A quick anecdote from the worst Reds season in recent memory.

Milwaukee Brewers v Cincinnati Reds Photo by Andy Lyons/Getty Images

With apologies to fielding, the two biggest components of professional baseball clubs are hitting and pitching. Baseball 302 stuff this is decidedly not, folks.

When a franchise gets both of those major tenets wrong, however, it’s probably worth pointing it back out. The 2022 Cincinnati Reds got many, many things wrong, and while luck and injuries and the fates often conspired to conflagrate those problems, it’s not as if their overriding plan was anything other than to get worse at those two things, the hitting and the pitching.

They dealt away stars during the winter, while waving goodbye to others they’d once employed. Once the season began, they continued that cull. So, it should truly come as no surprise that their bad offense and spotty pitching got progressively worse.

Thanks to the handy dandy splits searches from our friends at FanGraphs.com, we can further highlight not just that they were bad, but in which precise situations they were worse than most of their peers. All of their peers, even.

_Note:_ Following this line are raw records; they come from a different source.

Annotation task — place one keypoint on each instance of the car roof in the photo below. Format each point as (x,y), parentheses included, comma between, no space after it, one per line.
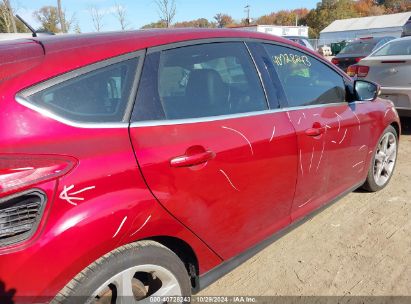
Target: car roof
(140,39)
(68,52)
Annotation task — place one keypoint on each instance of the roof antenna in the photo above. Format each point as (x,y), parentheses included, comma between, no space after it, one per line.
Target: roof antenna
(33,31)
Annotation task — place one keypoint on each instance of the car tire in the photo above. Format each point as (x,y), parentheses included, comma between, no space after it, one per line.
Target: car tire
(149,268)
(381,157)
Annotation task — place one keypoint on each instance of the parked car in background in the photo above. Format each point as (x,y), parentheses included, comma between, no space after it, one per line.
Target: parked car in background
(358,49)
(156,163)
(407,29)
(389,66)
(301,40)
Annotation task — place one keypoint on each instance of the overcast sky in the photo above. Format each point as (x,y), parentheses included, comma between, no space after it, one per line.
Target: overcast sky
(141,12)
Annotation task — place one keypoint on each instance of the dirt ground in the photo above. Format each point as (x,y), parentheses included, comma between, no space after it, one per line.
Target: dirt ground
(359,246)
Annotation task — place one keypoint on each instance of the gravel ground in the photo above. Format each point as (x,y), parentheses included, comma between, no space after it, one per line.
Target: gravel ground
(359,246)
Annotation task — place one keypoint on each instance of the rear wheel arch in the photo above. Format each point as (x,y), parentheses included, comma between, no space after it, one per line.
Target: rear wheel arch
(186,254)
(396,126)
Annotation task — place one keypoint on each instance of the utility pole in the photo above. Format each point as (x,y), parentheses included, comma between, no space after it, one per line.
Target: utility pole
(247,9)
(13,22)
(61,17)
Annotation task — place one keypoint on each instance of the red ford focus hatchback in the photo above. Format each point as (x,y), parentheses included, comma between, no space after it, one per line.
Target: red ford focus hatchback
(150,163)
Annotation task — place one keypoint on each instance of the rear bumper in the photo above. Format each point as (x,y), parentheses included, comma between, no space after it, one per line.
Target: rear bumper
(401,97)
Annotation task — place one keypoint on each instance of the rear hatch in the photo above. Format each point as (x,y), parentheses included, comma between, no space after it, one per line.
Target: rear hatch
(18,56)
(389,71)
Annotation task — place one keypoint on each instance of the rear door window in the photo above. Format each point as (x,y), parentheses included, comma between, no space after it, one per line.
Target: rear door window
(306,80)
(199,81)
(98,96)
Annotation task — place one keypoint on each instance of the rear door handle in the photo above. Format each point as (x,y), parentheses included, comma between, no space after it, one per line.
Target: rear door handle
(192,160)
(316,130)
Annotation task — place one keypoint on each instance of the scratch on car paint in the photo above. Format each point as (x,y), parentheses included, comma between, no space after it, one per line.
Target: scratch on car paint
(357,164)
(339,121)
(69,198)
(345,134)
(229,180)
(301,164)
(386,112)
(358,119)
(311,162)
(119,227)
(272,135)
(321,157)
(242,135)
(305,203)
(142,226)
(289,117)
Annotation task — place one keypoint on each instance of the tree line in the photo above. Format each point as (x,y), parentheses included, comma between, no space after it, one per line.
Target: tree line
(55,18)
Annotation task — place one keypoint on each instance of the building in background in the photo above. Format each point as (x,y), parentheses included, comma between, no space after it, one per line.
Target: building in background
(375,26)
(278,30)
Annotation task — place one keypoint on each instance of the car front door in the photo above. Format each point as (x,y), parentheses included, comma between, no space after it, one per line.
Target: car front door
(208,147)
(331,142)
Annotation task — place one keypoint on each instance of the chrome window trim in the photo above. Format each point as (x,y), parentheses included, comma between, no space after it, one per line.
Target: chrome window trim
(21,97)
(171,122)
(21,100)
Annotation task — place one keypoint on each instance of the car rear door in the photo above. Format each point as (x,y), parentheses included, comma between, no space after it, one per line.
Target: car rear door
(209,148)
(330,138)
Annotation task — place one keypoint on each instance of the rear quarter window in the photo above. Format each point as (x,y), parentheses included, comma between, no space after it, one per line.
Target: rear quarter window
(99,96)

On offense, anyone with a pulse has come to know the single most defining characteristic of offensive success in the modern game. Jonah, if you will:

There are only three bases with which opposing pitchers can work before their inability to keep players off the bases turn into runs. Getting the first runner on, therefore, becomes the ultimate rally starter. Runs, man - this is how you begin to score them. Unless, of course, you fail to get that first runner on.

When batting with the bases empty during the 2022 season - y’know, scenarios in which the Reds were attempting to get the party started - they collectively posted just a .287 OBP. While that was not the single worst team mark in the game (it ranked 25th), their team wRC+ in those scenarios of just 76 was - you guessed it - the single worst team mark in all of baseball.

You may accuse me here of cherry-picking a bad pitching stat to complement the bad hitting stat, and I’d be willing to hear you out. Of course, there were so many bad pitching stats that it becomes much, much harder to find any team stat in which the Reds so much as ranked in the good half among their peers than absolutely last. So, for this particular narrative we’ll focus on one that would, in theory, be quite vital on a team whose offense struggles more than any other to even get into potential run-scoring scenarios:

Keeping runners on-base from scoring. Because if the offense isn’t going to give you anything to work with, you’ve got to buckle down in higher leverage situations just to give yourself even a glimmer of hope.

Anyway, in situations where Reds pitchers were pitching to opponents when their opponents had men on-base, they yielded a wOBA of .356. That, you’ll be shocked to hear, was the worst mark in all of baseball. For comparison’s sake, Starling Marte and Alex Bregman posted individual wOBA marks of .355 and .358 during the 2022 season, and that’s effectively what Reds pitching allowed to be pounded off of them on average during the season. To expand upon that, their FIP in these situations was 4.83, which was also - I know, I know - the worst mark in all of baseball.

If you jockey further into team pitching stats with men not just on-base, but in actual scoring position, you’ll find a similar story. The Reds owned a 5.05 FIP in such situations, which I’m sure you’ll be surprised to hear was the worst in the game. They buckled down to allow only a .350 wOBA in those situations - only 3rd worst! - though the .471 slugging percentage they gave up in those spots was, unfortunately, the worst in the game.

To sum this up, the Reds offense couldn’t ever get the party started, while the Reds pitching couldn’t kick anyone out of the party even after the cops had arrived and started handing out citations.